Prólogo
Todos los sabios estaban de acuerdo en que el fin del mundo se aproximaba. Hasta habían fijado fecha. Todos los países se llenaron de espanto. Todos los hombres con el espíritu impreciso, no podían pensar en otra cosa que en hacerse los gustos. Y se precipitaban. Y no se preocupaban de que los póstumos placeres fueran a expensas del dolor de los demás. Hubo un país que reaccionó rápidamente de la fantástica noticia. Nadie sabía si ese estado de coraje era por ignorancia, por sabiduría, por demasiado dolor o por demasiado cinismo. Pero ellos fueron los únicos asombrosamente capaces de resolver el problema de precaverse: construyeron seis planetitas de cemento armado incluyendo las leyes físicas que los sostuvieran en el espacio.
I
Por más grande que fuera el esfuerzo humano, resultaba ridículo y pequeño al querer suplir a la Tierra. Se calculaba que ese país tenía diez veces más habitantes de los que cabían en los planetitas. Entonces decidieron algo atroz: debían salvarse los hombres perfectos. Vino el juicio final y unos cuantos hombres juzgaron a los demás hombres. En el primer momento todos se manifestaron capaces de esta tarea. Sin embargo, hubo un hombre extrañamente loco, que dijo lo contrario. Además propuso al pueblo que todos los hombres que se eligieran para juzgar a los demás, debían aceptar esta tarea a condición de ser fusilados.
II
El pueblo aceptó esta última proposición. Se disolvieron las aptitudes para la tarea de selección: nadie amaba la justicia al extremo de dar la vida por ella. Hubo sin embargo un hombre de experiencia concreta que aceptó. Indignado porque un grupo de inteligentes se burló de su experiencia, prefirió juzgar al grupo de inteligentes, y morir fusilado con una sonrisa trágica de ironía y de veneno de rabia. Gracias a los sacrificados por la justicia a ellos mismos, se juzgó a los hombres y los perfectos ocuparon sus respectivos puestos en los planetitas de cemento armado.
III
Los planetitas eran ventilados. No había espacio para bosques ni campiñas. Pero perfectos pintores recién llegados de las mejores academias de la Tierra pintaron en las paredes árboles y prados idénticos a los de la Tierra, ni hoja más ni hoja menos.
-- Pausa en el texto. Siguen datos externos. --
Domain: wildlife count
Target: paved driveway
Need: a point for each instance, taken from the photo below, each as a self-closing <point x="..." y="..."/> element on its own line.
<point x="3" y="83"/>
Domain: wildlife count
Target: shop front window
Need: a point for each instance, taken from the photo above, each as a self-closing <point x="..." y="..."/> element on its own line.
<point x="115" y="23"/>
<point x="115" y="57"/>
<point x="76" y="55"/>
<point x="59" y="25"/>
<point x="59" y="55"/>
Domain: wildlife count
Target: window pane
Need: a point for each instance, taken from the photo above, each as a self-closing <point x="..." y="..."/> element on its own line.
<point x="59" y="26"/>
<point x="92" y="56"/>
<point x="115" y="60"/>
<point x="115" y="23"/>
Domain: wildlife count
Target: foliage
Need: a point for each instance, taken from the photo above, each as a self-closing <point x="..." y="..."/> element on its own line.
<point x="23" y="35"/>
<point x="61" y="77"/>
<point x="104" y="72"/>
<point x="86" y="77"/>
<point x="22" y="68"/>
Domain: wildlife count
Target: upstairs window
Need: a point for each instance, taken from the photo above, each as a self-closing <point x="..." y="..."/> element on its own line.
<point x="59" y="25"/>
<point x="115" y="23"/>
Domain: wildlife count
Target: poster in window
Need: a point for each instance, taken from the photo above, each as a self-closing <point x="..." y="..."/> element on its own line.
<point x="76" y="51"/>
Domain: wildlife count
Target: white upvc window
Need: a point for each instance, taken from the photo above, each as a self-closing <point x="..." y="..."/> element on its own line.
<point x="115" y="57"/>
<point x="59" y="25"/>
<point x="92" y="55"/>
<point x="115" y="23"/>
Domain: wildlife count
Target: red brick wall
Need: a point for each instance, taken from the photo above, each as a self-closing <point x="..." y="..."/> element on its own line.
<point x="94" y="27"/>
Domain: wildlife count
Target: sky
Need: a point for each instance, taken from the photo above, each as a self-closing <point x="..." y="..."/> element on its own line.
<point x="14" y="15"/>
Estaban tan bien pintados que tentaban a los hombres a introducirse en ellos. Pero internarse en esa belleza y darse contra la pared era la misma cosa. Otra medida horrible a que obligaba el poco espacio era en la reproducción: no podía reproducirse ni en los animales ni en los hombres más de un número determinado.
IV
La competencia entre todos los planetitas y el “qué dirán” del planetita vecino, los llevó a un progreso monstruoso. La ciencia había llegado a prever antes de nacer un hombre, cómo sería, la utilidad que prestaría a su planetita y hasta el proceso de su vida. La información que recibían los niños de las cosas era sencillamente exacta. No tenían que divagar como en la Tierra acerca del origen del planeta. Conocían concretamente el origen de su planetita y su misión de progreso. Los hombres que no cumplían en el fondo del alma esta misión eran descubiertos por otros hombres de ciencia que solamente con mirarles la cara y analizar sus rasgos descubrían al traidor.
V
En los planetitas no creían en la casualidad. Habían descubierto el porqué metafísico y los vehículos cruzaban las calles sin necesidad de corneta ni de otro instrumento de previsión. Uno de los grandes problemas resueltos era la longevidad y ésta era aplicada a los genios mayores. De esta manera se explica que después de dos siglos y medio, aún quedaran dos ancianos fundadores de los planetitas y únicos hijos de la Tierra.
Epílogo
El mundo no se acabó. Pero se acabaron los planetitas. Fueron a caer en un inmenso desierto. Todos los huéspedes se asombraban de que los dos ancianos besaran la Tierra con una alegría loca. Más se asombraron cuando emigraron de los planetitas y prefirieron las necesidades del desierto. Más se asombraron cuando los propios hijos de los huéspedes de reacción contraria a la perfección retornaron al problema biológico primitivo de la Tierra y emigraron lo mismo que los ancianos. Igual que los niños dormidos cuando los acunan, los peregrinos no se daban cuenta que la Tierra los acunaba. Pero la Tierra era maravillosa, los acunaba a todos igual, y les daba el día y la noche.